The company began with two founders: David Malo, current acting COO, and Paul Lawrence, director of design and marketing. Malo has extensive experience in technology deployment across large companies such as video-on-demand services and infrastructure for COMCAST Cable, Liberty Media and UPC of Europe. Lawrence has been a real estate developer with experience in architecture and product design. Both came together to create the products, online store and company infrastructure after they spent nearly a month in China sourcing the parts and an OEM manufacturer to produce their products.
Their first wireless version of a keyboard and mouse were named as one of the Top 10 Tech Gifts of 2008 by CNBC’s technology reporter Jim Goldman. However, WETKEYS’ notoriety was not translating into sales, so the management team sought assistance from the Advanced Technology Development Center, Georgia Tech’s startup accelerator that helps Georgia technology entrepreneurs launch and build successful companies.
“We joined ATDC in October 2009, soon after ATDC opened its membership to all technology entrepreneurs in Georgia, from those at the earliest conception stage to the well-established, venture fundable companies,” said Lawrence. “I like to think of us as the new generation of ATDC company because when we joined we were already selling viable products, unlike many traditional ATDC startup companies in concept stage.”

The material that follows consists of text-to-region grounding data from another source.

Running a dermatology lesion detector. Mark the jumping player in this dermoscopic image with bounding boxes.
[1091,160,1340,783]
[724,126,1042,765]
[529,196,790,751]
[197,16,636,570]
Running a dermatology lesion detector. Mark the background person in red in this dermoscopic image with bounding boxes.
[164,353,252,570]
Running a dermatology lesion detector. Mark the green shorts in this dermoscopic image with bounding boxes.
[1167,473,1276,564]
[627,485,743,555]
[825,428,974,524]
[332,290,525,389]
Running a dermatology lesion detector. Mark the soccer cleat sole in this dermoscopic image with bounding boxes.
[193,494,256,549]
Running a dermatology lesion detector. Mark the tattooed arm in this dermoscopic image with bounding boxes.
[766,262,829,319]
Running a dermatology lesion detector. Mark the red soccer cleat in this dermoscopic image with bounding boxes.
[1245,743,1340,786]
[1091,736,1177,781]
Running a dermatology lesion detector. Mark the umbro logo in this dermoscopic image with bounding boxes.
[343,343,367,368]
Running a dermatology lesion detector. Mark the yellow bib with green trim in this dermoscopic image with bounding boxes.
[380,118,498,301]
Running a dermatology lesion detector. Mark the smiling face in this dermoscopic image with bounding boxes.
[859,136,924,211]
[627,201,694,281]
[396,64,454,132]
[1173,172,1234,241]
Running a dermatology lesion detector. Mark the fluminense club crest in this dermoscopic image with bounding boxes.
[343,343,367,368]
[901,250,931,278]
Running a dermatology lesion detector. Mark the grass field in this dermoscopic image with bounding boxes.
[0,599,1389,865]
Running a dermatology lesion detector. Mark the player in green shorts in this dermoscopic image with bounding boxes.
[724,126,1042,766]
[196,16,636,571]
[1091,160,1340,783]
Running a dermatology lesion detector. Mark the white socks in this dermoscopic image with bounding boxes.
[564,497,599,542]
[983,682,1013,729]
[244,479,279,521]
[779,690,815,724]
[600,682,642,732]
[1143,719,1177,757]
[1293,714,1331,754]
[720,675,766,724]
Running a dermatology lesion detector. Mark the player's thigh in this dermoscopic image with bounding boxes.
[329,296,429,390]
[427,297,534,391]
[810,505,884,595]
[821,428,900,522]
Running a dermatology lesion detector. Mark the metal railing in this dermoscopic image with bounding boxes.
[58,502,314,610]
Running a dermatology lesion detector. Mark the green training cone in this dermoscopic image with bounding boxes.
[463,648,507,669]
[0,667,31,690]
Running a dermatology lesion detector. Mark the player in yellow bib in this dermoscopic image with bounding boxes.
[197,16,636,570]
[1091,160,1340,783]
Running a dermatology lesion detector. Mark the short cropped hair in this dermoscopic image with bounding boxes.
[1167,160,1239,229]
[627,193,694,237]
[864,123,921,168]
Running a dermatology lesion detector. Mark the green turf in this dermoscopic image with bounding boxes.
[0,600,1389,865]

According to Lawrence, WETKEYS needed to find a broader distribution for its products rather than relying solely on its online store, and this is where ATDC has been helpful. WETKEYS exhibited at the ATDC Showcase in April and immediately connected with other companies that have offered to assist. J.J. Roberts and Bill Kunz, volunteer sales mentors at ATDC, have also been instrumental in helping WETKEYS identify new customers and refine its selling approach. In addition, Tom Larkin of Georgia Tech’s Procurement Assistance Center (GTPAC) has assisted with navigating the intricacies of government contracting, and is directing the company on how to become registered to do business with various U.S. government agencies including the Navy and VA Hospital system.
WETKEYS has added four employees since it joined ATDC and has more than doubled its sales. Lawrence said he expects to have a new product designed every quarter including its most recent introduction of rechargeable Bluetooth wireless keyboards compatible with Android and iPad/iPhone4 portable devices. WETKEYS products are currently being used by the U.S. Navy, Harvard Medical School, Purdue University, Quest Diagnostics, Georgia-Pacific, Coca-Cola, Walt Disney Animation, Westinghouse Nuclear Electric, among others.

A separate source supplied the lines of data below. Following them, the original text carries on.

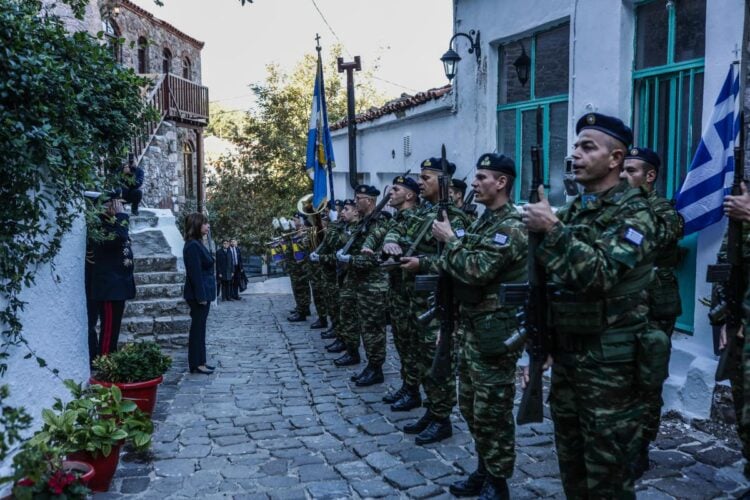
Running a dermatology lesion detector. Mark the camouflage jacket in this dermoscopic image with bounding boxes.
[383,203,469,274]
[440,203,528,312]
[536,181,657,333]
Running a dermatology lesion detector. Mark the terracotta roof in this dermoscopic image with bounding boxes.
[331,84,453,130]
[116,0,205,49]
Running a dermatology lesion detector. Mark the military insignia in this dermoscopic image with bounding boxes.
[492,233,508,245]
[622,227,643,246]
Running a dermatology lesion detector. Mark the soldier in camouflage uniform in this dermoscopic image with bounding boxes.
[620,148,684,479]
[336,184,388,387]
[383,158,469,444]
[523,113,656,498]
[362,175,422,409]
[432,153,528,500]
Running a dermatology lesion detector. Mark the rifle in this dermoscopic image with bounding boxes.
[516,107,552,425]
[706,113,747,382]
[430,144,455,382]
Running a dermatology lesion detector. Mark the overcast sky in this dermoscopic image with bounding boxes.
[132,0,453,109]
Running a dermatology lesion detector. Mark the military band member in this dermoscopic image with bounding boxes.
[432,153,528,500]
[523,113,666,498]
[620,147,684,478]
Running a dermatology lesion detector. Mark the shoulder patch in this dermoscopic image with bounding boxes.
[622,227,643,246]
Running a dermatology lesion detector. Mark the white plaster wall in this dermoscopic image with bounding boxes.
[0,217,89,475]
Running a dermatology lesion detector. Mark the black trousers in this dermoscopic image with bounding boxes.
[86,300,125,362]
[187,300,211,370]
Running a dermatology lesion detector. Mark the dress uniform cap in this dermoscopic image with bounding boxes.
[419,157,456,179]
[576,113,633,146]
[625,148,661,168]
[477,153,516,177]
[393,175,419,194]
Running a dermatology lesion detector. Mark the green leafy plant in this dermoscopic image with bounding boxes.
[30,380,154,457]
[94,342,172,383]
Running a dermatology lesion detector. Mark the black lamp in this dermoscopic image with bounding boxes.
[513,42,531,86]
[440,30,482,81]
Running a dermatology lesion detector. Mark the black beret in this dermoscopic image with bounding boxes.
[625,148,661,169]
[419,158,456,179]
[354,184,380,198]
[451,179,468,193]
[576,113,633,147]
[477,153,516,177]
[393,175,419,194]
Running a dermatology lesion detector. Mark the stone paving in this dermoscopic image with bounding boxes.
[96,280,750,499]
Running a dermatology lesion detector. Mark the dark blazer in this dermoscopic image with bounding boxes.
[182,240,216,302]
[87,213,135,301]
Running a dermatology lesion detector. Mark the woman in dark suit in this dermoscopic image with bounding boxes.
[182,212,216,375]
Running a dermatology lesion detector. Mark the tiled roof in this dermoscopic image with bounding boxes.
[117,0,205,49]
[331,84,453,130]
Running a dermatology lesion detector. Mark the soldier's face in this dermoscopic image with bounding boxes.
[417,170,438,201]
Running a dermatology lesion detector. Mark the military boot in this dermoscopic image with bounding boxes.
[391,386,422,411]
[404,410,432,434]
[310,316,328,330]
[333,351,360,366]
[478,474,510,500]
[448,458,487,497]
[354,366,385,387]
[414,417,453,444]
[383,382,406,404]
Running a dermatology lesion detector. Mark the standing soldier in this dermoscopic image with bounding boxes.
[336,184,388,387]
[620,148,684,479]
[383,158,468,444]
[523,113,663,498]
[432,153,528,500]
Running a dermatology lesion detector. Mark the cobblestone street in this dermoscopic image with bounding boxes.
[96,281,748,499]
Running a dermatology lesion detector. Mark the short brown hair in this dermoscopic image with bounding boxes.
[185,212,208,241]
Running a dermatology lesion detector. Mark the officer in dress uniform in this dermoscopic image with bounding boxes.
[523,113,656,498]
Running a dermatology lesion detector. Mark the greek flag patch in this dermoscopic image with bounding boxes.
[622,227,643,246]
[492,233,508,245]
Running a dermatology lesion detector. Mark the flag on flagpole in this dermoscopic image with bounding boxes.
[305,50,335,209]
[677,64,740,235]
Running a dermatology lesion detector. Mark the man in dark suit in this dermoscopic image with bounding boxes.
[229,239,243,300]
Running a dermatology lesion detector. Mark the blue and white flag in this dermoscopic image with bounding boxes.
[305,52,335,210]
[677,65,740,235]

“There is a tremendous amount of assistance and resources in ATDC that you just don’t get in commercial competition,” Lawrence noted. “The level of motivation jumps dramatically when you are around other companies in similar situations.”
Moving forward, the company’s distribution strategy will be in channel sales. WETKEYS recently entered into international distribution agreements with established health care IT distributors in Canada, Australia and New Zealand. Its latest keyboard design has been deployed into three major hospital systems in those countries.
Although the company is not quite ready to seek venture funding, Lawrence said they will welcome ATDC’s expertise in grants and funding. In particular, WETKEYS expects to tap into some of the $1.9 billion set aside by the U.S. government for electronic health records implementation.